There was the Judge, a local magistrate who shall remain nameless, who brought over his dad’s old tiller and helped chew up the sod for one of my garden plots. His lovely wife was always gracious when our trio of baying hounds would howl in her direction every time she walked their dog in the backyard.

There was Debbie the awesome neighbor, who deserves a medal or some sort of stipend for putting up with said hounds ranging into her backyard without setting off their electronic collars. Jack, especially, was fond of chasing her car down the driveway, chomping on a tire as she cringed in fear of crushing his jaw.

There’s Big James, an old friend who moved up the street last year and always slowed to wave and shout whenever he cruised past the house ... Justin and Megan, the young couple across the street who picked up and moved to West Knoxville earlier this year with their young daughter and a baby on the way ... Ethan, the kid a couple of houses down who wandered the electric line right of way with BB gun in hand, on the hunt for squirrels ... Brittany and Alicia, the Texas Roadhouse bartenders who lived with a chubby hound named Nico, also understanding of our own gaggle of animals ... and so many more folks whose names I never learned but saw almost every day.

Blonde-haired teen walking the neighborhood and texting ... young girl with a child ... the ladies with a boxer whose behavior put ours to shame ... seeing all of these people every day didn’t make an impact on my life in the way that friends and loved ones do, but their presence was a constant. The more you live in a place, the more accustomed you become to the routines of those who share that place; their schedules and habits and movements become like the slow-moving hands of a clock. You see them and absentmindedly note them, because it’s a sign that all is well in your little corner of Blount County.

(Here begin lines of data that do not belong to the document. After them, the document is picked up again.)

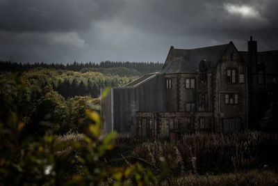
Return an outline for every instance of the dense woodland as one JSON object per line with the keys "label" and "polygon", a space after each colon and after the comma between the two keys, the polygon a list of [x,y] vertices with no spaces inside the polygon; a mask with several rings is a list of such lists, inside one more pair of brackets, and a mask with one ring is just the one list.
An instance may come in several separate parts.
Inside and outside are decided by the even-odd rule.
{"label": "dense woodland", "polygon": [[[115,62],[115,61],[101,61],[99,63],[78,63],[74,61],[72,63],[67,63],[64,65],[63,63],[22,63],[13,61],[0,61],[0,70],[1,71],[25,71],[30,69],[36,68],[38,67],[45,68],[54,68],[60,70],[67,70],[75,72],[81,71],[83,68],[95,72],[99,72],[98,70],[101,68],[127,68],[129,69],[133,69],[139,72],[140,74],[147,74],[159,71],[162,69],[163,63],[154,63],[154,62]],[[91,70],[90,70],[91,69]]]}
{"label": "dense woodland", "polygon": [[9,95],[16,97],[14,79],[20,75],[26,88],[19,106],[26,132],[43,134],[48,125],[54,125],[59,134],[80,132],[78,119],[85,116],[85,109],[99,107],[101,88],[123,86],[145,73],[159,71],[161,64],[106,61],[64,65],[2,61],[0,67],[0,103],[5,105]]}

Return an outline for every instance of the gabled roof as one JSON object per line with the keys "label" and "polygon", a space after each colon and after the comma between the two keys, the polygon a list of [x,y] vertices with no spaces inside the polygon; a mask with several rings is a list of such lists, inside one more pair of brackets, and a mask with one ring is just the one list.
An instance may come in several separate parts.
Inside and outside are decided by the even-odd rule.
{"label": "gabled roof", "polygon": [[[248,52],[239,52],[241,56],[248,62]],[[261,63],[265,68],[268,74],[278,74],[278,50],[259,52],[258,63]]]}
{"label": "gabled roof", "polygon": [[[211,62],[215,65],[221,59],[229,44],[191,49],[170,49],[168,55],[172,56],[172,60],[164,65],[162,72],[170,73],[194,73],[199,70],[199,64],[202,60]],[[172,52],[171,54],[170,54]]]}
{"label": "gabled roof", "polygon": [[154,72],[154,73],[145,75],[143,76],[141,76],[138,79],[136,79],[134,81],[133,81],[133,82],[124,85],[124,87],[135,87],[135,86],[137,86],[139,84],[142,84],[142,82],[145,82],[147,81],[148,79],[150,79],[154,77],[157,74],[158,74],[157,72]]}

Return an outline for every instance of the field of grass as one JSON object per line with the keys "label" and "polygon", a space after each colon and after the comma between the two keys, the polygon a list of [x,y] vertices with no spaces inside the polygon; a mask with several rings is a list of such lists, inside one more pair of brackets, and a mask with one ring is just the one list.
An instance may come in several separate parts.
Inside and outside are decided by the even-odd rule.
{"label": "field of grass", "polygon": [[[68,134],[58,139],[82,141],[82,135]],[[139,162],[158,175],[160,159],[165,158],[167,176],[161,185],[278,184],[277,134],[195,134],[186,135],[179,141],[140,139],[119,134],[114,143],[114,148],[101,160],[112,166]]]}

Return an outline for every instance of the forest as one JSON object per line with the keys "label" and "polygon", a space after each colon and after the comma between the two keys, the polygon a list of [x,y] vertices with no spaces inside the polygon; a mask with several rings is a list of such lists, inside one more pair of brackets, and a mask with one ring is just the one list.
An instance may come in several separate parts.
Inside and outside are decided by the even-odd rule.
{"label": "forest", "polygon": [[[1,61],[0,67],[0,185],[278,183],[275,132],[188,134],[179,140],[101,132],[99,88],[108,87],[105,98],[109,86],[158,72],[161,63]],[[270,110],[265,123],[277,112]]]}

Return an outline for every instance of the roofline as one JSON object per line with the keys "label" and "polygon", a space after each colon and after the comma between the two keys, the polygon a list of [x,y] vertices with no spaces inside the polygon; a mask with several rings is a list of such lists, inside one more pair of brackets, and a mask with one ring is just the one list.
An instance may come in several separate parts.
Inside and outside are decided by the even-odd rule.
{"label": "roofline", "polygon": [[[124,86],[122,86],[122,88],[129,88],[129,87],[130,87],[130,88],[134,88],[134,87],[136,87],[137,86],[138,86],[139,84],[142,84],[142,83],[146,82],[147,80],[148,80],[148,79],[151,79],[151,78],[152,78],[152,77],[154,77],[154,76],[158,75],[159,73],[160,73],[160,72],[154,72],[154,73],[149,73],[149,74],[144,75],[142,75],[142,76],[139,77],[137,78],[136,79],[134,79],[134,80],[132,81],[131,82],[129,82],[129,83],[128,83],[127,84],[124,85]],[[129,86],[129,84],[133,83],[133,82],[136,81],[137,79],[140,79],[140,78],[141,78],[141,77],[144,77],[144,76],[145,76],[145,75],[152,75],[150,76],[150,77],[149,77],[148,78],[147,78],[147,79],[144,79],[144,80],[142,80],[142,81],[138,82],[138,84],[135,84],[135,85],[133,85],[133,86]]]}
{"label": "roofline", "polygon": [[174,49],[191,50],[191,49],[205,49],[205,48],[210,48],[210,47],[220,47],[220,46],[227,45],[229,45],[229,43],[222,44],[222,45],[212,45],[212,46],[207,46],[207,47],[199,47],[199,48],[193,48],[193,49]]}

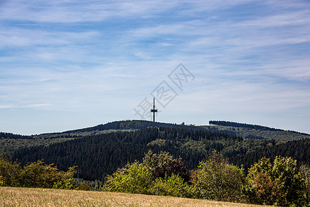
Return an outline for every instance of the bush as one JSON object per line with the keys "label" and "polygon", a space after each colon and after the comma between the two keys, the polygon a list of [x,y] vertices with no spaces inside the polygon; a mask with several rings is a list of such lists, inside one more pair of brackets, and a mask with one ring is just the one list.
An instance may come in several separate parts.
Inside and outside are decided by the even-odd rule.
{"label": "bush", "polygon": [[174,159],[169,152],[156,154],[149,150],[143,158],[143,164],[149,168],[154,177],[165,178],[174,174],[178,175],[185,181],[189,180],[189,168],[180,157]]}
{"label": "bush", "polygon": [[149,193],[156,195],[193,197],[194,193],[194,187],[189,186],[182,177],[174,174],[165,178],[156,178],[149,189]]}
{"label": "bush", "polygon": [[281,206],[304,203],[304,181],[291,157],[276,157],[273,164],[263,157],[251,167],[243,191],[251,203]]}
{"label": "bush", "polygon": [[152,173],[145,165],[136,161],[119,168],[107,178],[105,190],[112,192],[147,194],[153,181]]}
{"label": "bush", "polygon": [[242,201],[241,189],[245,181],[243,169],[229,164],[216,151],[200,163],[193,175],[197,196],[207,199]]}
{"label": "bush", "polygon": [[19,165],[0,150],[0,186],[19,186]]}
{"label": "bush", "polygon": [[69,168],[67,172],[61,171],[52,164],[47,165],[40,160],[23,167],[19,183],[25,188],[72,189],[76,172],[75,168]]}

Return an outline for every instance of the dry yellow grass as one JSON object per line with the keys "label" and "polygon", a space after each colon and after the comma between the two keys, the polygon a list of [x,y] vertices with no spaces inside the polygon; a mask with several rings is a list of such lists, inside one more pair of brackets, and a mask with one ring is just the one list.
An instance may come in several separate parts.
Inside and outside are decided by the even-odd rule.
{"label": "dry yellow grass", "polygon": [[258,206],[119,193],[0,187],[0,206]]}

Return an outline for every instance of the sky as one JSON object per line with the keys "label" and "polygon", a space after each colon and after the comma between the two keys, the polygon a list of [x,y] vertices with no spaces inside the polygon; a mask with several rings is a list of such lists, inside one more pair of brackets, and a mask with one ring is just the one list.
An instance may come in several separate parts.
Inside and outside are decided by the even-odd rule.
{"label": "sky", "polygon": [[225,120],[310,133],[310,1],[0,0],[0,131]]}

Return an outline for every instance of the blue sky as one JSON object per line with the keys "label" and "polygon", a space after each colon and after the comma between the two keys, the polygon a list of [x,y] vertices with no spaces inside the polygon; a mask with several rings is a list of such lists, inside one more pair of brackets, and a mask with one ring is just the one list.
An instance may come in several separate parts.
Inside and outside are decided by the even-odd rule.
{"label": "blue sky", "polygon": [[310,133],[310,2],[0,0],[0,131],[141,119],[163,86],[158,121]]}

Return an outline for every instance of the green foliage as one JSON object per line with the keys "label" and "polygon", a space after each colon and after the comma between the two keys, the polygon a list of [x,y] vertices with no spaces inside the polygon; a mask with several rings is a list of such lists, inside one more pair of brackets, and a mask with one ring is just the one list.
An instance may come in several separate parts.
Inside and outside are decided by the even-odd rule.
{"label": "green foliage", "polygon": [[276,157],[273,164],[262,158],[249,170],[247,180],[243,191],[249,202],[281,206],[304,202],[304,182],[291,157]]}
{"label": "green foliage", "polygon": [[0,186],[19,186],[20,171],[19,165],[0,150]]}
{"label": "green foliage", "polygon": [[145,165],[136,161],[118,168],[108,176],[105,190],[112,192],[147,194],[153,180],[151,170]]}
{"label": "green foliage", "polygon": [[72,189],[74,168],[68,172],[60,171],[53,165],[37,161],[23,167],[20,174],[20,184],[25,188]]}
{"label": "green foliage", "polygon": [[180,157],[174,159],[169,152],[162,151],[156,154],[149,150],[143,158],[143,164],[149,168],[155,177],[164,178],[174,174],[185,181],[189,180],[189,168]]}
{"label": "green foliage", "polygon": [[310,167],[302,165],[299,168],[300,173],[304,181],[304,206],[310,206]]}
{"label": "green foliage", "polygon": [[59,170],[41,160],[21,168],[0,152],[0,186],[25,188],[72,189],[75,168],[67,172]]}
{"label": "green foliage", "polygon": [[241,188],[245,184],[243,169],[229,164],[224,157],[214,151],[201,161],[193,175],[198,197],[225,201],[242,201]]}
{"label": "green foliage", "polygon": [[194,188],[182,177],[185,171],[189,175],[180,159],[174,159],[167,152],[156,154],[149,150],[145,155],[143,163],[136,161],[128,164],[108,176],[105,190],[192,197]]}
{"label": "green foliage", "polygon": [[193,197],[194,188],[178,175],[172,174],[164,178],[157,177],[149,190],[152,195]]}

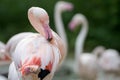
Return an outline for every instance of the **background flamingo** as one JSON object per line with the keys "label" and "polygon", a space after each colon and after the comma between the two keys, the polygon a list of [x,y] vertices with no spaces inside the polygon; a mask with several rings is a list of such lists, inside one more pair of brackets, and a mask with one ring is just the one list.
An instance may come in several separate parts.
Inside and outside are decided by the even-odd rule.
{"label": "background flamingo", "polygon": [[68,51],[68,41],[67,41],[66,33],[64,30],[64,24],[62,22],[61,14],[64,11],[71,11],[72,9],[73,9],[73,4],[69,2],[65,2],[65,1],[58,1],[54,9],[55,27],[56,27],[58,34],[65,42],[67,51]]}
{"label": "background flamingo", "polygon": [[[50,29],[49,16],[44,9],[30,8],[28,18],[40,34],[31,35],[18,43],[13,54],[16,72],[20,72],[18,77],[25,80],[51,80],[65,57],[65,45]],[[9,80],[12,80],[14,76],[10,78]]]}
{"label": "background flamingo", "polygon": [[80,24],[82,24],[82,29],[75,43],[75,73],[79,74],[82,79],[95,80],[98,67],[97,58],[94,54],[83,53],[83,45],[88,32],[88,21],[83,14],[76,14],[69,26],[70,29],[74,29]]}
{"label": "background flamingo", "polygon": [[11,63],[10,57],[5,50],[5,44],[0,41],[0,74],[8,73],[8,67]]}
{"label": "background flamingo", "polygon": [[7,78],[2,76],[2,75],[0,75],[0,80],[7,80]]}

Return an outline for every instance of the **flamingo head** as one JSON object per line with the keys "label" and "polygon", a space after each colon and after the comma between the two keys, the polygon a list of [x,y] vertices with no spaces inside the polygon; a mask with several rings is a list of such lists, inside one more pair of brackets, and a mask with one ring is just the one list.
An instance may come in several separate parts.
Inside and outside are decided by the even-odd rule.
{"label": "flamingo head", "polygon": [[70,2],[59,1],[57,2],[55,8],[59,9],[60,12],[66,11],[66,10],[71,11],[73,10],[73,4]]}
{"label": "flamingo head", "polygon": [[49,16],[43,8],[31,7],[28,10],[28,18],[33,27],[47,40],[52,39],[52,32],[49,26]]}
{"label": "flamingo head", "polygon": [[105,47],[103,47],[103,46],[97,46],[93,50],[93,53],[96,55],[97,58],[100,58],[104,51],[105,51]]}
{"label": "flamingo head", "polygon": [[108,49],[99,59],[99,65],[106,71],[118,71],[120,68],[120,56],[116,50]]}
{"label": "flamingo head", "polygon": [[0,60],[11,60],[5,49],[0,49]]}
{"label": "flamingo head", "polygon": [[82,24],[83,22],[87,22],[85,16],[82,14],[76,14],[75,16],[73,16],[68,26],[71,30],[74,30],[78,25]]}

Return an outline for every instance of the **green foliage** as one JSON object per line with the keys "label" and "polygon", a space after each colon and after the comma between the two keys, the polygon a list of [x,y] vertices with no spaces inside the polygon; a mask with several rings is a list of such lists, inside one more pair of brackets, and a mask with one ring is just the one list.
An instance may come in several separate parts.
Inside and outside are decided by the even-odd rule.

In a strange way, I’ll miss them. Dogs — and the indoor/outdoor cat, now confined indoors at our new house, who liked to sit on top of the neighbors’ cars and on occasion crawl through open automobile windows and slumber in the backseat — aside, I’d like to think we were good neighbors, and that they perhaps marked our moving on with a twinge of melancholy themselves.

I realize most people don’t look at the world like I do. I’ve already met several neighbors in our new neighborhood; The Wife rolls her eyes and calls me “Wilson” after the “Home Improvement” character you only see from the eyes up over the wooden fence separating him from Tim Allen’s yard. “Howdy, neighbor!” she mimics, and we both laugh.

It’s true, in a way. I’m a people person, and I like to get to know the people with whom I share the block. I’m a pretty friendly, tolerant guy (outside of my job, for coworkers scratching their heads as they read this, wondering if I’m inventing some fictional alternate universe Steve), and in this cyber-age of Facebook posts and e-cards and online holiday greetings, it’s far too easy to remove the personal interaction from day-to-day life.

That’s a mistake, I believe. Give me a handshake over a friend request, a friendly greeting over a like, a few minutes of conversation over an online chat any day of the week. We’re human beings, not robots, and the only way we can move forward in the metaphysical sense of the word is by relying on one another.

So hello, Eagleton. I’m new to the neighborhood, but I have a fenced-in yard for the dogs, and Hugo the cat won’t be climbing into your car, so I’d say we’re already getting off to a good start. And with Richy Kreme right up the road, I’m already feeling the love.

I look forward to getting to know you better, and when the time comes for us to move on, I hope to leave my little corner of your fair neighborhood a little better than we found it.